Mitte der Achtziger wäre ein guter Zeitpunkt gewesen, Webbers Erfolgsmusical „Cats“ als Realfilm umzusetzen, - ohne Computereffekte, dafür mit bunten Kostümen. Nun ist es durch Regisseur Tom Hooper genau umgekehrt gelaufen: Keine Kostüme, stattdessen werden die Darsteller per CGI zu Katzenhybriden gemorpht. Eine völlig neue Dimension vom Catsuit.
Einmal im Jahr feiern die Katzen Londons Jellicles, bei der die Oberste (Judi Dench) der Auserwählten ein neues Katzenleben schenkt. Wäre da nicht der Bösewicht Macavity (Idris Elba), der die Anwärter nach und nach entführt…
Bereits einige Zeit vor der Premiere gab es einen Sturm der Entrüstung gegenüber den Katzenmenschen, die bei Kindern wahlweise Heulkrämpfe oder Alpträume auslösen könnten.
Geschlechtsspezifische Rundungen hat man gelassen, Schwänze werden natürlich an anderer Stelle bewegt und zuweilen sieht man auch menschliche Hände inklusive Ehering. Green Screen schimmert in nahezu jeder Einstellung durch, zumal die Größenverhältnisse in sehr vielen Szenen rein gar nicht stimmen, etwa, als Kakerlaken marschieren oder eine Katzengruppe über eine Brücke tanzt.
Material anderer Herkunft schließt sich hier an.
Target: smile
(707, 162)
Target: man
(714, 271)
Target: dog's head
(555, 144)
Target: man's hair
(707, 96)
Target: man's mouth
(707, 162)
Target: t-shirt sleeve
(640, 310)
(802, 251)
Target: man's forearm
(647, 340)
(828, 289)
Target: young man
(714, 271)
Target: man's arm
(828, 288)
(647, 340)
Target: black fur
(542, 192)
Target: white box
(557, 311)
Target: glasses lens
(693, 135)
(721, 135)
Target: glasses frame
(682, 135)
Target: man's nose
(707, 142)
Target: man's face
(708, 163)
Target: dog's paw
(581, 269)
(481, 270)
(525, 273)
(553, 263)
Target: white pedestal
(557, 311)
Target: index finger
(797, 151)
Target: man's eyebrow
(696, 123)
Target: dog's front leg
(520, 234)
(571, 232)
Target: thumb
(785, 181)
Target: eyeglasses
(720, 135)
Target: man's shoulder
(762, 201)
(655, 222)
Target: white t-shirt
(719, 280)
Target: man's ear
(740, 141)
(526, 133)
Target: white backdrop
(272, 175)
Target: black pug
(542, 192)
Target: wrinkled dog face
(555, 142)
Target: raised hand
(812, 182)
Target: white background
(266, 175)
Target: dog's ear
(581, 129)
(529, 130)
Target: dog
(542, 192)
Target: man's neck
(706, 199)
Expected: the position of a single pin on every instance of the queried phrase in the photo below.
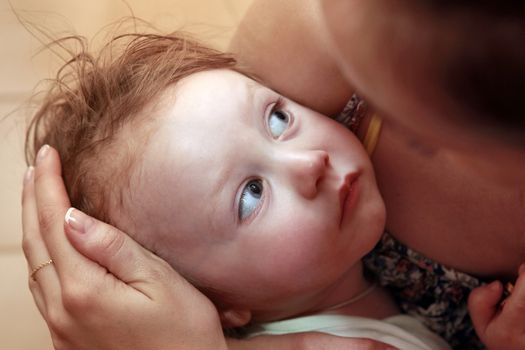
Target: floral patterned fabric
(433, 293)
(426, 290)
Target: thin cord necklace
(354, 299)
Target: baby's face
(253, 194)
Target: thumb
(483, 305)
(108, 246)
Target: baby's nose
(306, 169)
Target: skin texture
(81, 294)
(93, 298)
(494, 213)
(396, 54)
(214, 140)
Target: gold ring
(36, 269)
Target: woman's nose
(306, 169)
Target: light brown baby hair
(93, 98)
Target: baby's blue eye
(250, 198)
(278, 122)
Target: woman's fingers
(114, 250)
(43, 282)
(52, 203)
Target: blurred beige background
(21, 327)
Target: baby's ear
(232, 318)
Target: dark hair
(484, 73)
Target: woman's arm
(284, 43)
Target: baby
(264, 205)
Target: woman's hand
(103, 290)
(500, 325)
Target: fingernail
(78, 221)
(521, 269)
(42, 153)
(494, 286)
(28, 174)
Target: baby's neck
(356, 296)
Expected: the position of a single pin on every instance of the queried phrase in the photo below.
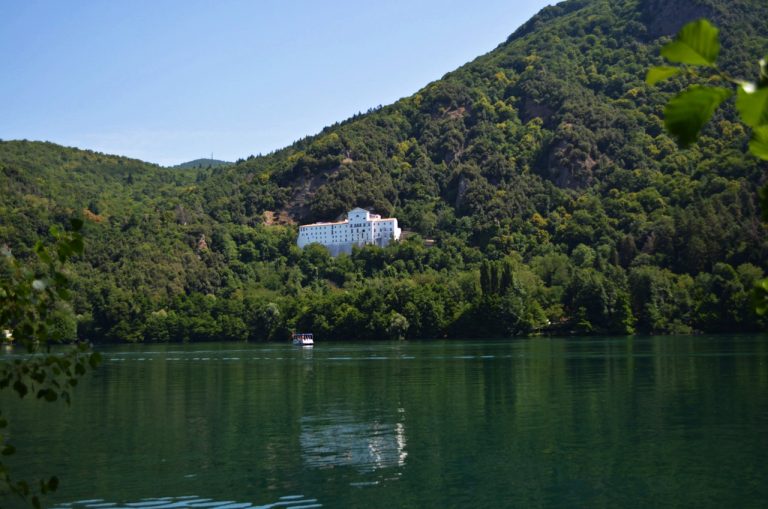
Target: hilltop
(202, 163)
(542, 171)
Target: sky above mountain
(176, 80)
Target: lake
(540, 422)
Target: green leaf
(753, 107)
(660, 73)
(77, 245)
(686, 113)
(76, 224)
(20, 387)
(696, 44)
(758, 145)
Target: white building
(360, 228)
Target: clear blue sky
(168, 81)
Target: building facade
(360, 228)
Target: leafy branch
(696, 48)
(32, 307)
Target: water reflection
(190, 501)
(337, 440)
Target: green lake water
(543, 422)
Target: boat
(303, 339)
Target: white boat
(303, 339)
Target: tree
(697, 46)
(33, 307)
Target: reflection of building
(360, 228)
(330, 442)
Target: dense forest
(541, 174)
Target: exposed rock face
(666, 17)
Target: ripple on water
(191, 501)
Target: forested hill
(541, 169)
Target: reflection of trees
(340, 440)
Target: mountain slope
(541, 169)
(560, 107)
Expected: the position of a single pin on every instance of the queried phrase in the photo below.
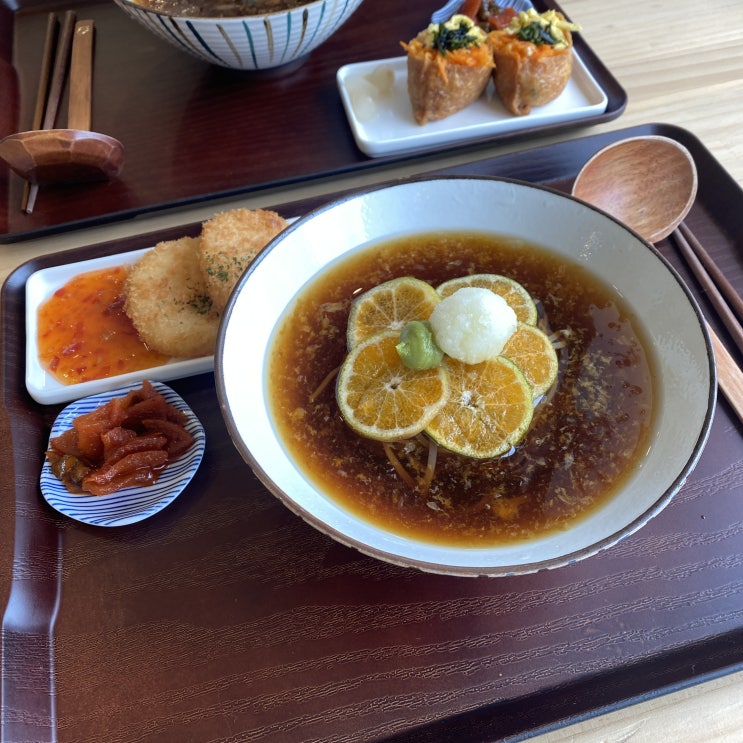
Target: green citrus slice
(532, 351)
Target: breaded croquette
(229, 242)
(168, 302)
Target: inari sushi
(449, 66)
(533, 58)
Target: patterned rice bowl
(128, 505)
(258, 42)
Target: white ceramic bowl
(258, 42)
(686, 385)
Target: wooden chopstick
(729, 375)
(47, 55)
(728, 290)
(55, 89)
(725, 313)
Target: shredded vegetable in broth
(588, 432)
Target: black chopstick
(47, 55)
(724, 312)
(55, 88)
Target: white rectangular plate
(41, 385)
(385, 125)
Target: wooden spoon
(74, 154)
(649, 183)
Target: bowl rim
(222, 19)
(567, 558)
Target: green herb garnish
(537, 34)
(450, 39)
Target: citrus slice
(532, 351)
(514, 293)
(489, 409)
(389, 306)
(381, 398)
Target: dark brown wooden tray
(193, 131)
(226, 617)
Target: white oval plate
(128, 505)
(393, 130)
(47, 390)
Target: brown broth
(586, 437)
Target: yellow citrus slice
(514, 293)
(532, 351)
(390, 306)
(489, 409)
(381, 398)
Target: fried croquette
(168, 303)
(229, 242)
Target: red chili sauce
(84, 333)
(586, 438)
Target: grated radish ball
(473, 324)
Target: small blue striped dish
(128, 505)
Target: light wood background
(681, 63)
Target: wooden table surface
(678, 67)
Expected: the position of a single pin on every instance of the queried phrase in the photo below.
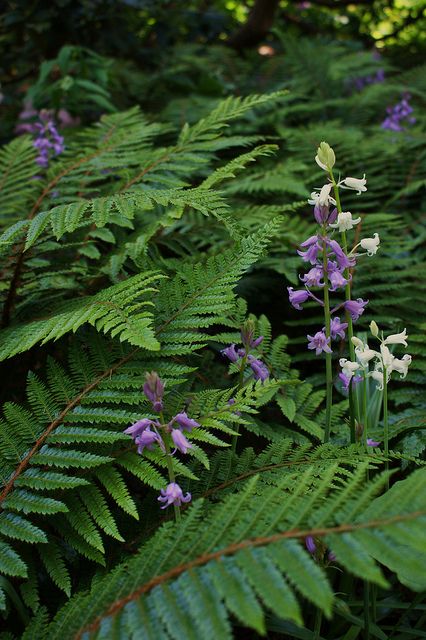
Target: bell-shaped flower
(387, 357)
(297, 298)
(364, 354)
(173, 495)
(323, 198)
(319, 342)
(231, 353)
(259, 368)
(313, 277)
(337, 328)
(355, 307)
(337, 280)
(397, 338)
(147, 440)
(348, 367)
(357, 184)
(378, 377)
(372, 443)
(345, 222)
(139, 427)
(185, 423)
(401, 366)
(180, 441)
(371, 245)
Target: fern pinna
(123, 258)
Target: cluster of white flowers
(325, 158)
(384, 361)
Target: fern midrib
(55, 423)
(239, 546)
(13, 287)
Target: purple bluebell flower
(310, 544)
(154, 390)
(260, 370)
(342, 259)
(311, 255)
(319, 342)
(337, 328)
(313, 277)
(297, 298)
(356, 307)
(139, 427)
(147, 439)
(372, 443)
(185, 423)
(231, 353)
(173, 495)
(180, 441)
(337, 280)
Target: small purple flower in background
(310, 544)
(154, 390)
(372, 443)
(138, 428)
(231, 353)
(319, 342)
(398, 115)
(297, 298)
(356, 307)
(147, 439)
(337, 328)
(185, 423)
(173, 495)
(180, 441)
(260, 370)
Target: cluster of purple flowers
(47, 139)
(398, 114)
(147, 433)
(243, 355)
(336, 262)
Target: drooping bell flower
(356, 307)
(173, 495)
(185, 423)
(138, 427)
(319, 342)
(180, 441)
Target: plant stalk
(170, 469)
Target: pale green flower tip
(325, 157)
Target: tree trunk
(260, 20)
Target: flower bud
(374, 329)
(325, 157)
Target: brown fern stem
(231, 549)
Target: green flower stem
(170, 469)
(240, 386)
(346, 274)
(318, 622)
(328, 366)
(365, 409)
(385, 418)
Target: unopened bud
(325, 157)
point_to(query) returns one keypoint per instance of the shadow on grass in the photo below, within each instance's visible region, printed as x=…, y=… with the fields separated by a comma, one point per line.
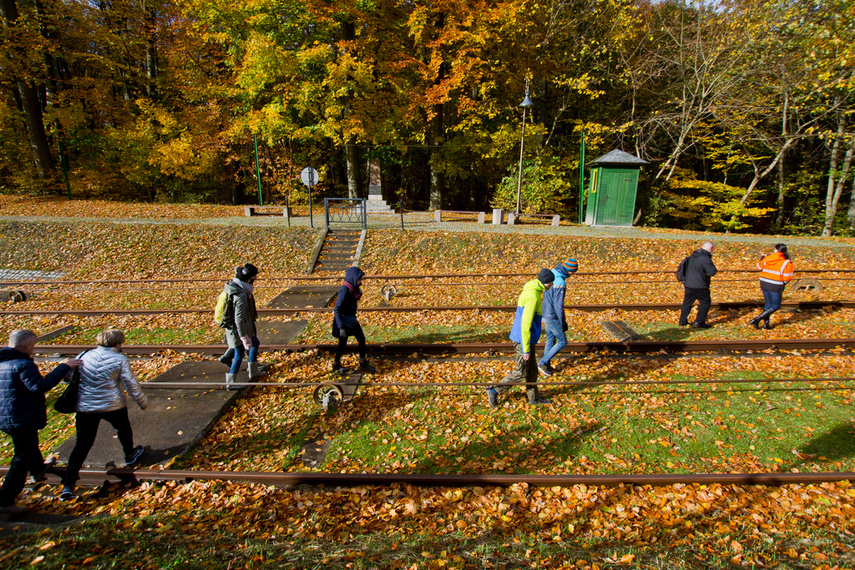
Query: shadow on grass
x=837, y=443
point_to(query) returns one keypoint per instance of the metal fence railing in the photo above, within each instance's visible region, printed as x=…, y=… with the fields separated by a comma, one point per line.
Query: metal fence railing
x=345, y=211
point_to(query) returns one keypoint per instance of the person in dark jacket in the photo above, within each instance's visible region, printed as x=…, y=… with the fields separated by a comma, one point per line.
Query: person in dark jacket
x=241, y=334
x=554, y=319
x=699, y=269
x=525, y=332
x=344, y=319
x=22, y=412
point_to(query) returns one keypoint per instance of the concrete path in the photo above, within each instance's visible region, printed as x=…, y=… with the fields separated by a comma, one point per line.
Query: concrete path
x=179, y=417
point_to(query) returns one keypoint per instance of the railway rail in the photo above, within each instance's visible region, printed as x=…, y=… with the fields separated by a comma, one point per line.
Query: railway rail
x=722, y=306
x=631, y=346
x=311, y=278
x=92, y=477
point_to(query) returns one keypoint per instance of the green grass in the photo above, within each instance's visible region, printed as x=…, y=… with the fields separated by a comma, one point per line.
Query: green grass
x=195, y=540
x=709, y=430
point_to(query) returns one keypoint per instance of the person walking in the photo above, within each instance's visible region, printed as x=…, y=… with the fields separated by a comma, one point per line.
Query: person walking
x=105, y=371
x=554, y=319
x=241, y=334
x=525, y=332
x=22, y=412
x=699, y=268
x=776, y=270
x=345, y=323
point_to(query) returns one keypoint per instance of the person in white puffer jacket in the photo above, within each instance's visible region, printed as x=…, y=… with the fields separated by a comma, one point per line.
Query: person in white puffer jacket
x=104, y=371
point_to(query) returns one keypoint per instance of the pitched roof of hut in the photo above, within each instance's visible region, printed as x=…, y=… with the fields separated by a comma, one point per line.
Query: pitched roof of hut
x=619, y=157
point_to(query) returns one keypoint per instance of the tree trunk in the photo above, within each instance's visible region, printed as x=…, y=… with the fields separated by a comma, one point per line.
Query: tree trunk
x=352, y=161
x=850, y=215
x=30, y=105
x=437, y=180
x=779, y=202
x=830, y=199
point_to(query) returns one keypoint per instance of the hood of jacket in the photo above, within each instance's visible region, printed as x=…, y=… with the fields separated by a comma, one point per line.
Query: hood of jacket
x=9, y=353
x=352, y=275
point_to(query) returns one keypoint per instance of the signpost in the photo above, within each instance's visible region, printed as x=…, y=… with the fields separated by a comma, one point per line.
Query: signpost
x=309, y=176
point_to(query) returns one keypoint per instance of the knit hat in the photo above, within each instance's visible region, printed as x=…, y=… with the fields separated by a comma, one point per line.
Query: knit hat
x=546, y=276
x=246, y=272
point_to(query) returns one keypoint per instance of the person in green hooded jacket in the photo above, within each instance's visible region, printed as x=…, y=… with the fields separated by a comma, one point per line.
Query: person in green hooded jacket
x=525, y=332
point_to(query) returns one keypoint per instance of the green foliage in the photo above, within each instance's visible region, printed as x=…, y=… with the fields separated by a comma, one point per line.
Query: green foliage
x=710, y=205
x=544, y=188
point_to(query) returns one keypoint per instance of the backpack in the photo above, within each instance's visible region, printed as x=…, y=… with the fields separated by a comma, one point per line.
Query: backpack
x=680, y=274
x=224, y=310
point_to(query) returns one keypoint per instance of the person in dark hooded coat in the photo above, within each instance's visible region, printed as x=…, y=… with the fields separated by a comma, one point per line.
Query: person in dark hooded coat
x=699, y=269
x=22, y=412
x=345, y=323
Handlungstechnisch ist das eh recht dünn, bzw. nur schwer zu durchschauen. Der Reigen gleicht einer Nummernrevue mit vielen Gesangseinlagen und fast genauso viel Tanz, wobei jene Einlagen meist ordentlich choreographiert sind. Die Starbesetzung um James Corden, Ray Winstone, Ian McKellen und Taylor Swift hätte sich wohl kaum träumen lassen, mal so verhunzt oder verkatzt auszusehen.
Die Kulissen reißen derweil auch nicht viel, da sie viel zu geleckt anmuten. Ob Wohnung, Mülldeponie, Schiff oder Lagerhalle, - viel scheint aus dem Rechner zu stammen, was zuweilen schwebende Füße erklärt, die eigentlich den Boden berühren sollten.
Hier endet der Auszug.